Airborne Pseudolites in a Global Positioning System Degraded Environment

The high accuracy of the Global Positioning System allows for precision navigation in support of current and future military operations. However, generating a three-dimensional position using GPS requires a clear line-of-sight between the user and at least four GPS satellites, and so the GPS service can be denied in scenarios such as a street surrounded by tall buildings. Therefore, there is a need for augmentation in these environments. Pseudolites, which transmit GPS-like ranging signals, can be deployed in order to improve the geometry and provide additional ranging signals. Users can then receive and process both GPS and pseudolite signals simultaneously with slight software modifications.
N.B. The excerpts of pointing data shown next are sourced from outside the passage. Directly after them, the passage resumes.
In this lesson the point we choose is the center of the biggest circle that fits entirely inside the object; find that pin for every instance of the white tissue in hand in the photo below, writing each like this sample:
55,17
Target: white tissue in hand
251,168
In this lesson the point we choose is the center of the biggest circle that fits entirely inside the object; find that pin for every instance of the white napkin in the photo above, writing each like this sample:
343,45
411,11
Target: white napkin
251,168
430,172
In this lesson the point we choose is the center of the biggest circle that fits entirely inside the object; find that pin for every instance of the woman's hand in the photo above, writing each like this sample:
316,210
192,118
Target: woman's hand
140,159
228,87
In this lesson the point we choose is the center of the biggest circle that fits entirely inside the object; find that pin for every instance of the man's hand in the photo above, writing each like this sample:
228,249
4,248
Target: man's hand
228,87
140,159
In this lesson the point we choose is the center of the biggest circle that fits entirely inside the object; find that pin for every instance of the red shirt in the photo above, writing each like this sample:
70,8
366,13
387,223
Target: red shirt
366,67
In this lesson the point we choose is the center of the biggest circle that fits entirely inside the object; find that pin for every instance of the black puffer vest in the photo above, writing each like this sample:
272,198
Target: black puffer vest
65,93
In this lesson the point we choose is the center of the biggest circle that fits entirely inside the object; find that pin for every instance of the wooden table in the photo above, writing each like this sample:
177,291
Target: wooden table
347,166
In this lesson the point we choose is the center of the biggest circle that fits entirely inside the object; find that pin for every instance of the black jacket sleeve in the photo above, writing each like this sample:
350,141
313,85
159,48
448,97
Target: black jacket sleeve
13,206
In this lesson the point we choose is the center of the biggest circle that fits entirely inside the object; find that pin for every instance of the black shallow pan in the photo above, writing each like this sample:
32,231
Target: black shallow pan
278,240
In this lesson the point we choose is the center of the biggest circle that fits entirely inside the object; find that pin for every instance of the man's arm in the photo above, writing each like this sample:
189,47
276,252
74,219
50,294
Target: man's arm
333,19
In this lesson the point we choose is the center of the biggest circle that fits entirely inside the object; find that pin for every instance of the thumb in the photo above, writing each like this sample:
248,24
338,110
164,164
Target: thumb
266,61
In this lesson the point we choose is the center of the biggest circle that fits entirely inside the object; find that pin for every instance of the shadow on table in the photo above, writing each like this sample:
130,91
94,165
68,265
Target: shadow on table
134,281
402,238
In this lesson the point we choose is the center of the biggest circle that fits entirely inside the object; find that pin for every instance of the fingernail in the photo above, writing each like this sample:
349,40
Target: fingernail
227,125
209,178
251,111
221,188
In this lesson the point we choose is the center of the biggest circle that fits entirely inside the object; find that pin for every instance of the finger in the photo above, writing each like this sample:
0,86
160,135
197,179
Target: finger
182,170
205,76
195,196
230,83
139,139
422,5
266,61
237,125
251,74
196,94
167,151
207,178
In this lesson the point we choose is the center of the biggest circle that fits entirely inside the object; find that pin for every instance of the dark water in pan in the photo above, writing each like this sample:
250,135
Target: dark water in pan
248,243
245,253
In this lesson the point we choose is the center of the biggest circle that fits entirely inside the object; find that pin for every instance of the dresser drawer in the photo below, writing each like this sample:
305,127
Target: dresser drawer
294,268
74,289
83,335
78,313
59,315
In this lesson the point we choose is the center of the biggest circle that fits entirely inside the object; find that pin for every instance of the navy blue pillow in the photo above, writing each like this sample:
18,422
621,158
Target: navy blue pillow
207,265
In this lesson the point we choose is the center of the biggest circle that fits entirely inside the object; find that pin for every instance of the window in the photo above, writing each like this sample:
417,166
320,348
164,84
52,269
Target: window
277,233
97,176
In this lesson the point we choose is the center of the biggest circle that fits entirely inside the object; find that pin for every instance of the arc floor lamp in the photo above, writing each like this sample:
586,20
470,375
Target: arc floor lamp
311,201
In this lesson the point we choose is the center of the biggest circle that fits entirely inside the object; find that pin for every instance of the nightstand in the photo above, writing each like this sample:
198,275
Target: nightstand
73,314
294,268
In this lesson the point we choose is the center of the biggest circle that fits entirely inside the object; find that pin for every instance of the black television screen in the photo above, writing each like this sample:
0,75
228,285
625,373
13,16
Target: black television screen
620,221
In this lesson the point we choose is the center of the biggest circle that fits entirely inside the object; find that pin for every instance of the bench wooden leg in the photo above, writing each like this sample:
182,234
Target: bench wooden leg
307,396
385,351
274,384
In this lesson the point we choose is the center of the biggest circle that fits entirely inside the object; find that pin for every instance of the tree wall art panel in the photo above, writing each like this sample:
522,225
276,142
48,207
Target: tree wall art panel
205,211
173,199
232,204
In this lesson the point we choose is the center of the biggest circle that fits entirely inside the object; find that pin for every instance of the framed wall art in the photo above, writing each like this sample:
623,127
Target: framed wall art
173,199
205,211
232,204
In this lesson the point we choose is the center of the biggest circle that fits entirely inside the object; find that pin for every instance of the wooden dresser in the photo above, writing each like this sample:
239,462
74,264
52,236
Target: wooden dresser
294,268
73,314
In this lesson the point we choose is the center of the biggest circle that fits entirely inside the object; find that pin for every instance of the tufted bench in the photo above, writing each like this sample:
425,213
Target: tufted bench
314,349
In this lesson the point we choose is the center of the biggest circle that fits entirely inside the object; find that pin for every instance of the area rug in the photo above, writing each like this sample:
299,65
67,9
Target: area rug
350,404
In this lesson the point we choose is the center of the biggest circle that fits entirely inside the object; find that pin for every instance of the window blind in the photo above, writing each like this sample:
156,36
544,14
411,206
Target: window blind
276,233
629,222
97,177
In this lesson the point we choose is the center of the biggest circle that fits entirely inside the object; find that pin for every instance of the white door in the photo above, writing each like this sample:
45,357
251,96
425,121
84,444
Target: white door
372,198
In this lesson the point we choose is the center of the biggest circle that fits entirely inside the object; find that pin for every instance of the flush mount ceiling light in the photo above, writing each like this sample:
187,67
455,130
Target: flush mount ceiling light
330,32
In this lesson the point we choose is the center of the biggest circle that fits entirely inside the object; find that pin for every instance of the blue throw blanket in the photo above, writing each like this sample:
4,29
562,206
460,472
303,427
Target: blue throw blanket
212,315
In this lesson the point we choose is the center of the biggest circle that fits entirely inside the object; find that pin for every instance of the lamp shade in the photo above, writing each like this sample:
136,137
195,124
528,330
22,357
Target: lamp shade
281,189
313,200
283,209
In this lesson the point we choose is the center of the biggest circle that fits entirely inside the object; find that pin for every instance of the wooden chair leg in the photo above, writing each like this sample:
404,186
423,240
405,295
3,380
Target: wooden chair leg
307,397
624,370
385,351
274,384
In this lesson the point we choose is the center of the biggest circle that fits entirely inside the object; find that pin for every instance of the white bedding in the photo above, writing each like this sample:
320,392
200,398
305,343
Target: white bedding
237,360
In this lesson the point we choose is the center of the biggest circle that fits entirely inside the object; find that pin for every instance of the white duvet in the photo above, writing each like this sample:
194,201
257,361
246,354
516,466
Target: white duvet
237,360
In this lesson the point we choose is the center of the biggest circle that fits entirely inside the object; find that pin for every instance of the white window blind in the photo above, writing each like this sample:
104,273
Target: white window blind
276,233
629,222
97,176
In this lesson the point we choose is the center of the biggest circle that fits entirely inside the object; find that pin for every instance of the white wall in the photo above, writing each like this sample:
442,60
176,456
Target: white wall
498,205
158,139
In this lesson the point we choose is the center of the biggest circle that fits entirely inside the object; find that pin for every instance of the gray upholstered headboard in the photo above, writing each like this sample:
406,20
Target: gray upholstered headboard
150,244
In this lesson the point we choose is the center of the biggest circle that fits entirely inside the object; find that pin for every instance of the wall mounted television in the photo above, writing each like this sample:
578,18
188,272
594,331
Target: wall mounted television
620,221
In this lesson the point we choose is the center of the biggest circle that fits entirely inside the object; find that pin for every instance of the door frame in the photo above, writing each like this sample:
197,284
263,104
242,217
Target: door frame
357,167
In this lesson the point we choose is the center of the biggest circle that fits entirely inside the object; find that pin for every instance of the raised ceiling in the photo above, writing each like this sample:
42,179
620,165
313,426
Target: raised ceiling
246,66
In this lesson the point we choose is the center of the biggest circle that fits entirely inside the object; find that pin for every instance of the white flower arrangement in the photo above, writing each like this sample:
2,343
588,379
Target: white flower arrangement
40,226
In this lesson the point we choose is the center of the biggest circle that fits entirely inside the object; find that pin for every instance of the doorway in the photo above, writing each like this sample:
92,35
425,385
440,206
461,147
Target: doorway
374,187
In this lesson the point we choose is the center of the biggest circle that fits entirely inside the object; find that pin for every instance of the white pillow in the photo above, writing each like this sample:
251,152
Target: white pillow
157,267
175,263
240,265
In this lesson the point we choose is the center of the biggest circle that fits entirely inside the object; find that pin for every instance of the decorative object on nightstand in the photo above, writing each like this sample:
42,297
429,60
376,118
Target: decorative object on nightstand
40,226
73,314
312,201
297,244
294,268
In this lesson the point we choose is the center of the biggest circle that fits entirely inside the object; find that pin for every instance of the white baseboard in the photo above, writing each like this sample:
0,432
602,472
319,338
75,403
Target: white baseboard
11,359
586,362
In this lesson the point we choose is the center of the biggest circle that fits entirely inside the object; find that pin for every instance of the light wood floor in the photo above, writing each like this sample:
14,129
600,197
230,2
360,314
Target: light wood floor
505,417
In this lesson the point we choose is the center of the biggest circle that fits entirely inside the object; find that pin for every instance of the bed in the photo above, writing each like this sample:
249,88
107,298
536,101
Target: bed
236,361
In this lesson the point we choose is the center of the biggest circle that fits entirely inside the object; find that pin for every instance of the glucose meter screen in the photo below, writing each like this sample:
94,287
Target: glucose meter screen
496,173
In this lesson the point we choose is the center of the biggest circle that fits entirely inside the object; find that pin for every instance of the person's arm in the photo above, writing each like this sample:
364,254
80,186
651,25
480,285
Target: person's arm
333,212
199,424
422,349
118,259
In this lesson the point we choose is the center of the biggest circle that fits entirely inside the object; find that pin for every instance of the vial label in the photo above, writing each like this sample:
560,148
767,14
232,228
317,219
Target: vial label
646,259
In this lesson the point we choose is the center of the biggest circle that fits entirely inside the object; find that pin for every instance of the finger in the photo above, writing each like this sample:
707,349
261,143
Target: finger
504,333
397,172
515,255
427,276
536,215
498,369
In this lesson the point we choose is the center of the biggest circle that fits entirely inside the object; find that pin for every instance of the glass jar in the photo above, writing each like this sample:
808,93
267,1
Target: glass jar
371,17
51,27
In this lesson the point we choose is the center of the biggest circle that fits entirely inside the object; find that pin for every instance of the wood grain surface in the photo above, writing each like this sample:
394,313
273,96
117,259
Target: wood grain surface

In this thesis, in order to provide precise positioning in an urban environment, a conceptual design of the airborne pseudolite augmentation system is introduced. The impact of the restricted satellite availability due to obstructions is examined for various urban terrain zones. Then the ability of the pseudolite to improve both availability and accuracy is investigated. A comparison between the performances of a GPS only system and an airborne pseudolite augmented system is presented for various positioning scenarios. Simulations show that required accuracy and availability can be obtained by using an appropriately equipped airborne pseudolite. Finally, the improvement gained by the addition of second pseudolite to the most challenging urban environments is examined.